12年間という年月は、映画(フィクション)の中での年月だけでなく、その間同じ役を演じ続けたキャスト自身が積み重ねた年月でもあり、想像していた以上に奥深く、味わいのある作品に仕上がっています。

以下、ネタバレあり。

ストーリーはシネマ・トゥデイより。

メイソン(エラー・コルトレーン)は、母親オリヴィア(パトリシア・アークエット)と姉サマンサ(ローレライ・リンクレイター)とテキサス州の小さな町で生活していた。彼が6歳のとき、母親は子供たちの反対を押し切って祖母が住むヒューストンへの引っ越しを決める。さらに彼らの転居先に、離婚してアラスカに行っていた父親(イーサン・ホーク)が1年半ぶりに突然現れ……。

主人公は6歳の少年メイソン。
両親は離婚しており、母親と姉のサマンサとともに暮らしています。
メイソンが6歳のある日、一家は祖母のいるヒューストンへ引っ越します。母親が大学で学ぶことを望み、子育てと勉学の両立のために、祖母の力が必要となったからです。
しかし、その転居先へ突然父親が現れます。母と父の間にできた溝は深く、父親はメイソンたちとともに暮らすことはなかったのですが、彼らは定期的に会うこととなりました。この実の父親との関係は、映画で描かれる12年の間続き、メイソンの人生にも大きな影響を与えます。

母親のほうはと言うと、メイソンたちの父親と別れた後、2度再婚をしますが、いずれもうまくいかず離婚してしまいます。
この母親の「都合」もまた、メイソンたちの人生を大きく左右します。
映画は、この家族の転機となる一部分しか描かないので、メイソンたちの生活の多くは語られないのですが、それが苦労の連続だったことは容易に想像でき、母親に振り回されているという印象が強く残ります。
度重なる転校もそうですし、新しい父親との関係もそう。
最終的に母親は再びシングルマザーに戻るのですが、この12年間というのは、家族と自分の人生の間でもがいた一人の女性の記録でもありました。

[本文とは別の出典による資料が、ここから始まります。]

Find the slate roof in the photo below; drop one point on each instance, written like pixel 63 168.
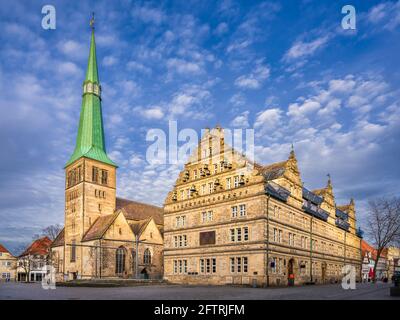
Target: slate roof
pixel 134 210
pixel 138 227
pixel 273 171
pixel 99 227
pixel 40 246
pixel 59 240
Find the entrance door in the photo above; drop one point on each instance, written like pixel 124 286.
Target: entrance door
pixel 291 272
pixel 144 274
pixel 323 272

私は年齢的に母親と近いせいか、メイソン少年の12年間よりも、母親の生き方に強く興味がわき、共感しました。
子育てをしながら勉学に励み、大学で教鞭をとるまでになった彼女ですが、すでに書いたように再婚を繰り返すなどプライベートではうまくいかないことが多く、その印象は決していいものではありませんでした。
再婚相手が二人ともアル中になってしまったので、母親の男運が悪いのかなあと思ったのですが(皮肉なことに、母親と別れた実の父親はその後、幸せな家庭を築いている)、メイソンたちが実の父親と定期的に会っていたことを考えると、それが再婚相手に与えるプレッシャーは大きく、「父親」になりたくてもなれなかった男たちが自信を失い、アルコールに溺れてしまった気持ちはわかる気がするんですね。
母親は、不幸を呼ぶ人間になってしまっているんです。

ただ、終盤に、彼女の一言により人生が好転したという青年が出てきます。
その青年はかつて、メイソン一家の家の下水道工事にきたことがありました。その際、彼の頭の回転の速さに感心した母親が、彼に大学に行くことを薦めたんです。彼女にとっては何気ない一言だったのですが、青年はその時の言葉を胸に深く刻み、大学へ通い、再会した時には飲食店の店長を任せられるまでになっていました。
青年は、今の自分があるのはあなたのお陰だと、彼女に感謝の言葉を伝えます。
それは、おそらく彼女を救っただろうし(青年ではなく、自分の子どもたちから聞きたかった言葉だっただろうけど)、私も彼の一言に大きく救われました。
というのも、母親に共感していた私は、彼女が「不幸を呼ぶ人」のまま映画が終わってしまうことに納得がいかなかったんです。この青年のエピソードがなかったら、私はこの作品に対し、いい印象は持てなかったと思います。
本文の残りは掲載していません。